Im Kosmos wimmelt es von fernen Welten, hat die astronomische Forschung in den letzten Jahrzehnten verdeutlicht. Mittlerweile richtet sich die Aufmerksamkeit deshalb immer mehr auf die besonderen Exemplare unter den Exoplaneten. Aktuell stand nun erneut der Exoplanet mit der Bezeichnung WASP-107 b im Fokus, der etwa 200 Lichtjahre von uns entfernt einen sonnenähnlichen Stern umkreist. Das Besondere ist: Er hat eine ähnliche Masse wie unser Neptun, doch seine Ausmaße entsprechen eher denen des viel größeren Jupiter. Folglich besitzt WASP-107 b eine ungewöhnlich geringe Dichte. Zurückzuführen ist dies wiederum auf eine weit ins All reichende Atmosphäre, die dem Himmelskörper den Spitznamen „Zuckerwatte-Planet“ eingebracht hat.

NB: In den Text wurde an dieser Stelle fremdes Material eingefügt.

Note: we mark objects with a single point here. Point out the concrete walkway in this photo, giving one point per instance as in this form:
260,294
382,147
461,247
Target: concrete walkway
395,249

Aufschlussreicher Schimmer
Durch dieses Merkmal rückte WASP-107 b ins Visier der Exoplaneten-Atmosphären-Forschung. Dabei kommt die Technik der sogenannten Transmissionsspektroskopie zum Einsatz: Anhand bestimmter Auswirkungen der Gashülle auf das durchscheinende Sternenlicht sind Rückschlüsse auf ihre Bestandteile möglich. Im Fall von WASP-107 hat das James-Webb-Weltraumteleskop schon zuvor interessante Daten geliefert. Aus den spektralen Signaturen ging unter anderem hervor, dass Siliziumdioxid – also Sandpartikel – in der Atmosphäre existieren. Überraschenderweise konnte allerdings bisher kein Methan nachgewiesen werden, das eigentlich reichlich in der Gashülle zu erwarten gewesen wäre. Zudem sind bisher die Hintergründe der stark aufgeblähten Atmosphäre unklar geblieben. Denn dieses Merkmal schien bisher nicht zu den anderen Eigenschaften des Planeten zu passen.
Um Licht auf die bisherigen Rätsel zu werfen, haben zwei unabhängige Forschungsteams den Planeten nun ein weiteres Mal ins Visier genommen. Sie nutzen dazu neue Daten von verschiedenen Instrumenten des Webb-Weltraumteleskops. Die Arbeiten beider Gruppen deckten dadurch ein besonders breites Spektrum des von der Gashülle in Teilen absorbierten Lichts ab. Wie die Forschenden erklären, ermöglichten es die Ergebnisse dabei auch, bestimmte Substanzen in der Atmosphäre nicht nur nachzuweisen, sondern ihre Häufigkeit zu bestimmen. Dies glückte beiden Teams im Fall von Wasserdampf, Kohlendioxid, Kohlenmonoxid, Schwefeldioxid, Ammoniak – und nun auch beim Methan. Die Ergebnisse verdeutlichten dabei, dass dieses Gas nur in überraschend geringer Konzentration in der Atmosphäre von WASP-107 b vorkommt: Es handelt sich demnach nur um etwa ein Tausendstel dessen, was eigentlich auf der Grundlage der bisher vermuteten Merkmale des Planeten zu erwarten gewesen wäre.
Methan-Mangel verweist auf tiefe Hitze
Den Forschenden zufolge ergibt sich daraus ein plausibles Bild: „Es handelt sich um einen Beleg dafür, dass sich heißes Gas aus der Tiefe des Planeten kräftig mit den kühleren Schichten weiter oben vermischt“, sagt der Erst-Autor einer der beiden Studien, David Sing von der Johns Hopkins University in Baltimore. Denn die neuen Methanmessungen deuten darauf hin, dass sich das Molekül in andere Verbindungen umwandelt, wenn es aus dem Inneren des Planeten nach oben strömt und mit einer Mischung aus anderen Substanzen in der oberen Atmosphäre mit dem Sternenlicht interagiert, sagen die Wissenschaftler. „Methan ist bei hohen Temperaturen instabil. Die Tatsache, dass wir so wenig entdeckt haben, obwohl wir andere kohlenstoffhaltige Moleküle nachgewiesen haben, sagt uns, dass das Innere des Planeten deutlich heißer sein muss als wir dachten“, erklärt Sing.